Putellas face à l'énigme de son avenir avant le choc contre Lyon
À quelques heures du coup d'envoi de la finale de la Women's Champions League, qui opposera ce samedi 23 mai 2026 à Oslo le FC Barcelone à l'Olympique Lyonnais, une question obsède les observateurs et les supporters : celle de l'avenir d'Alexia Putellas. La capitaine blaugrana, véritable légende vivante du club, a refusé ce vendredi de se prononcer sur la suite de sa carrière, alimentant les spéculations d'un départ.

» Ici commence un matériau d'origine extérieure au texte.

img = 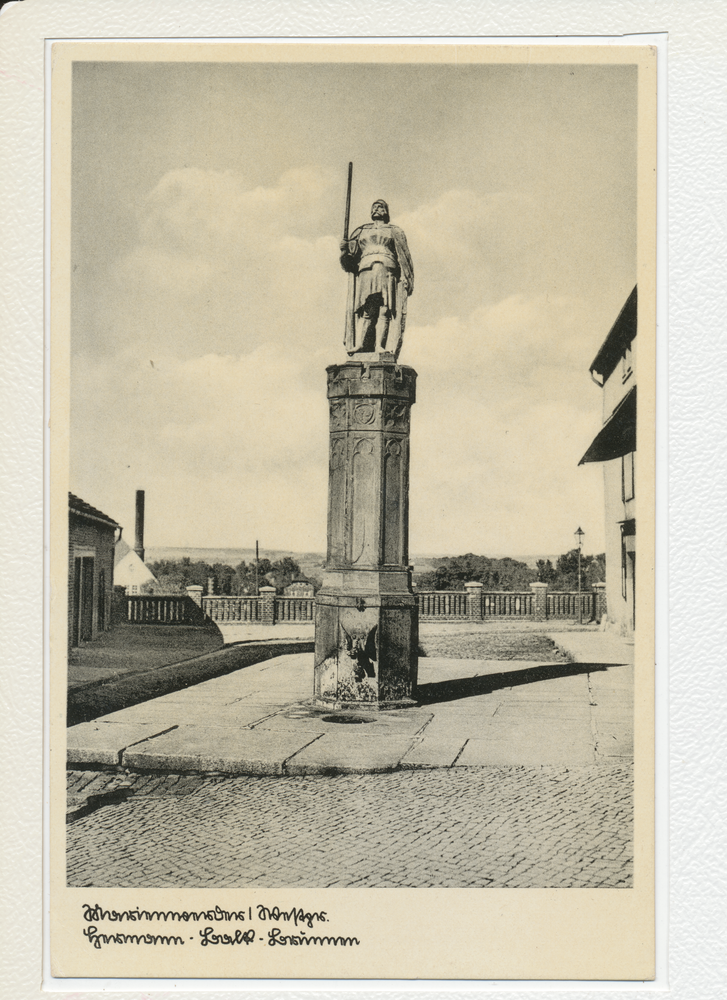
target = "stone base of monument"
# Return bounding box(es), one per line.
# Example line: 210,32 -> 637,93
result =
314,593 -> 419,710
314,355 -> 419,711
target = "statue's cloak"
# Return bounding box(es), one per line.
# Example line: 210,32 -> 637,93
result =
342,222 -> 414,356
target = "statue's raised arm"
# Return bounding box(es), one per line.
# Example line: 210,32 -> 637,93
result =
341,198 -> 414,358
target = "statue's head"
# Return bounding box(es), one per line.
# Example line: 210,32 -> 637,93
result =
371,198 -> 389,222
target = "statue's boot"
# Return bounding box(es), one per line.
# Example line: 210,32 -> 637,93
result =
376,309 -> 391,351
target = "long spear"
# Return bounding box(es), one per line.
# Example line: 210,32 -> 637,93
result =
343,163 -> 353,242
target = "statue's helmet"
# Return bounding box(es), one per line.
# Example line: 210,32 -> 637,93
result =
371,198 -> 389,222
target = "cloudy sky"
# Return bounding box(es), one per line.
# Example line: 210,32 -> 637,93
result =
70,54 -> 636,556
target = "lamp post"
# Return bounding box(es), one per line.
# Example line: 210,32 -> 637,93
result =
575,528 -> 585,625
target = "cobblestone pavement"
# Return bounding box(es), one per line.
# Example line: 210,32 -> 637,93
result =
67,761 -> 633,888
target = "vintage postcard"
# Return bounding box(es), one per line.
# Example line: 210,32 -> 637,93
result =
48,41 -> 656,980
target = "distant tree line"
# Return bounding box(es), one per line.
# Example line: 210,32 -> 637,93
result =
142,556 -> 321,596
415,549 -> 606,591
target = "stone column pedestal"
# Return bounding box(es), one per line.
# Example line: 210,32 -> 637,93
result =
464,580 -> 482,620
260,587 -> 275,625
530,583 -> 548,622
314,355 -> 419,709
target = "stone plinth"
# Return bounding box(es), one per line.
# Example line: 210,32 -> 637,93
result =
315,355 -> 419,708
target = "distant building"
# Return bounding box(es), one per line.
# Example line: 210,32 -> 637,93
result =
578,288 -> 638,634
68,493 -> 120,646
114,539 -> 157,594
283,580 -> 314,597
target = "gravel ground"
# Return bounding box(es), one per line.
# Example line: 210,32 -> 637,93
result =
419,624 -> 568,663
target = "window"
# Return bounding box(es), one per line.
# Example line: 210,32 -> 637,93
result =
621,451 -> 634,503
621,344 -> 633,382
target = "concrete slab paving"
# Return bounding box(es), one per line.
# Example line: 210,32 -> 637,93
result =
455,720 -> 595,767
285,726 -> 412,775
68,633 -> 633,774
495,699 -> 591,723
122,726 -> 322,775
401,735 -> 467,768
66,722 -> 179,766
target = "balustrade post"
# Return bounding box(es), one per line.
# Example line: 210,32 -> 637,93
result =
464,580 -> 482,621
530,583 -> 548,622
260,587 -> 275,625
593,583 -> 608,624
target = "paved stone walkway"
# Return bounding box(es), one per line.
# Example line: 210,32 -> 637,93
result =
67,762 -> 633,888
67,631 -> 633,888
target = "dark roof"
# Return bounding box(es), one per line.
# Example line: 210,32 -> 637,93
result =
590,285 -> 638,382
578,385 -> 636,465
68,493 -> 121,528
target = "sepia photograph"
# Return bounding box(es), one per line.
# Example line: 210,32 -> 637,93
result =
50,42 -> 656,979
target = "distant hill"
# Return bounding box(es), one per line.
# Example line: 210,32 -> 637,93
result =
144,545 -> 561,576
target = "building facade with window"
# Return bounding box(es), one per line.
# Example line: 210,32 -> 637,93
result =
68,493 -> 121,647
578,287 -> 638,635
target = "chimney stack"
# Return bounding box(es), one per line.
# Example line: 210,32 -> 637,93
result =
134,490 -> 144,562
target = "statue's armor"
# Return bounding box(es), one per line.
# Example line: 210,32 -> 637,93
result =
358,226 -> 399,272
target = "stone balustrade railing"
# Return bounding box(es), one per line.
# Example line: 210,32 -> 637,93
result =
127,582 -> 606,625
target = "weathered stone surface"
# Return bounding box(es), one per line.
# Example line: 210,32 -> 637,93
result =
285,725 -> 411,774
66,722 -> 177,766
123,726 -> 316,775
314,359 -> 418,708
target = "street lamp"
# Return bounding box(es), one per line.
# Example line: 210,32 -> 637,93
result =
575,528 -> 585,625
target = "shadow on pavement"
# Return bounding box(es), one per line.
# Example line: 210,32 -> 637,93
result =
417,663 -> 622,705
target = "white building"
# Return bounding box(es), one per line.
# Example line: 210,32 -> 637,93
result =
578,287 -> 638,635
114,539 -> 156,594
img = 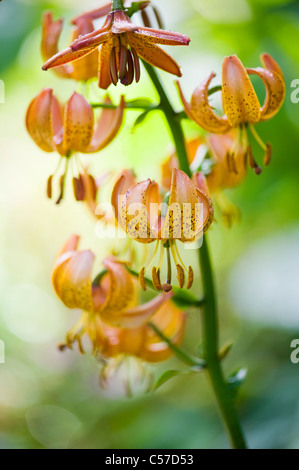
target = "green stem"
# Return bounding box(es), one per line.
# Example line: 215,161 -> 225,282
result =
199,236 -> 246,449
125,267 -> 204,308
144,62 -> 246,449
142,61 -> 191,176
148,322 -> 206,369
112,0 -> 125,11
91,102 -> 161,111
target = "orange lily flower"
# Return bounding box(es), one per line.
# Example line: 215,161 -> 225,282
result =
206,131 -> 246,193
161,137 -> 207,191
52,235 -> 171,350
111,169 -> 214,292
179,54 -> 285,174
89,300 -> 186,362
41,12 -> 99,81
26,89 -> 125,203
43,10 -> 190,89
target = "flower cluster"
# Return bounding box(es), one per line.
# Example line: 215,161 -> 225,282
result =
26,0 -> 285,394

Interrogée en conférence de presse sur le fait que cette finale pourrait être sa dernière sous le maillot azulgrana, la double Ballon d'Or (2021, 2022) a éludé : « Je ne me concentre que sur l'immédiat, c'est-à-dire la finale. Chaque finale a quelque chose de spécial. » Une prudence qui contraste avec l'effervescence des médias espagnols, qui annoncent un possible transfert vers London City Lionesses, club appartenant à Michele Kang, la propriétaire de l'OL féminin.
Ce silence stratégique intervient alors que Putellas a déjà remporté trois Ligue des champions avec Barcelone. Avec 36 trophées conquis sous le maillot catalan, elle devance désormais Lionel Messi, et ses 500 apparitions en font la deuxième joueuse la plus capée de l'histoire du Barça féminin. Un palmarès et un attachement à la ville de Barcelone qui rendent l'hypothèse d'un départ d'autant plus lourde de sens.
Une saison aboutie et un dernier défi continental
Sur le plan sportif, la numéro 11 du Barça aborde cette finale avec une confiance mesurée. Auteure de sept buts et sept passes décisives dans la compétition cette saison, elle reste l'un des piliers offensifs du collectif catalan. « Lyon est au même niveau qu'en 2019, quand nous les avions affrontés en finale pour la première fois. Ce qui a changé, c'est que nous sommes désormais une meilleure équipe », a-t-elle analysé, rappelant la progression de son équipe face au rouleau compresseur lyonnais, qui visera un neuvième sacre européen record.
Cette finale est d'autant plus symbolique qu'elle pourrait marquer la fin d'une ère. En avril dernier, Putellas fêtait son 500e match avec le club, rejoignant un cercle très fermé. Avec 232 buts, elle est la deuxième meilleure buteuse de l'histoire du club, hommes et femmes confondus, derrière Messi. Une longévité et une efficacité rares qui font d'elle l'égérie du football féminin mondial.
Barcelone, une histoire d'amour qui dépasse le terrain
Au-delà des chiffres et des trophées, le lien qui unit Alexia Putellas à Barcelone est profondément personnel. Née à Mollet del Vallès, à une vingtaine de kilomètres de la capitale catalane, elle a intégré la Masia à 12 ans avant de débuter en équipe première en 2012. Interrogée récemment sur ses lieux fétiches, elle confiait : « Toujours, je manque du calme d'être à la maison. Mes routines, ma famille, mes proches… et surtout ce sentiment d'appartenance. » Un attachement qui se matérialise par des balades dans le quartier de Gràcia ou le long de la Barceloneta, mais aussi par des moments simples passés en cuisine avec ses proches.
Cette double facette, entre star planétaire et jeune femme discrète, fait d'elle une figure unique. Son regard sur la ville – « authentique, ouverte et vivante » – résonne comme un pied de nez aux rumeurs de départ. Pourtant, l'aspect économique et la tentation d'un nouveau challenge à Londres pourraient peser dans la balance.
Quelle suite pour la reine du football féminin ?
Dans un paysage sportif en pleine mutation, marqué par l'explosion des investissements dans le football féminin, le départ d'une icône comme Putellas serait un séisme. Les Enhanced Games, compétition contestée autorisant le dopage, et les polémiques récurrentes autour de la gouvernance des clubs illustrent la complexité du milieu. Mais Putellas, par son professionnalisme et sa longévité, a toujours su rester au-dessus de la mêlée.
À 32 ans, elle a encore les moyens de repousser les limites. Si elle venait à quitter le Barça, elle suivrait la tendance des grandes stars du foot – hommes et femmes confondus – à chercher un ultime défi lucratif et sportif à l'étranger. En attendant, tous les regards seront braqués sur Oslo ce samedi, pour ce qui pourrait être le dernier chef-d'œuvre d'une reine dans son royaume.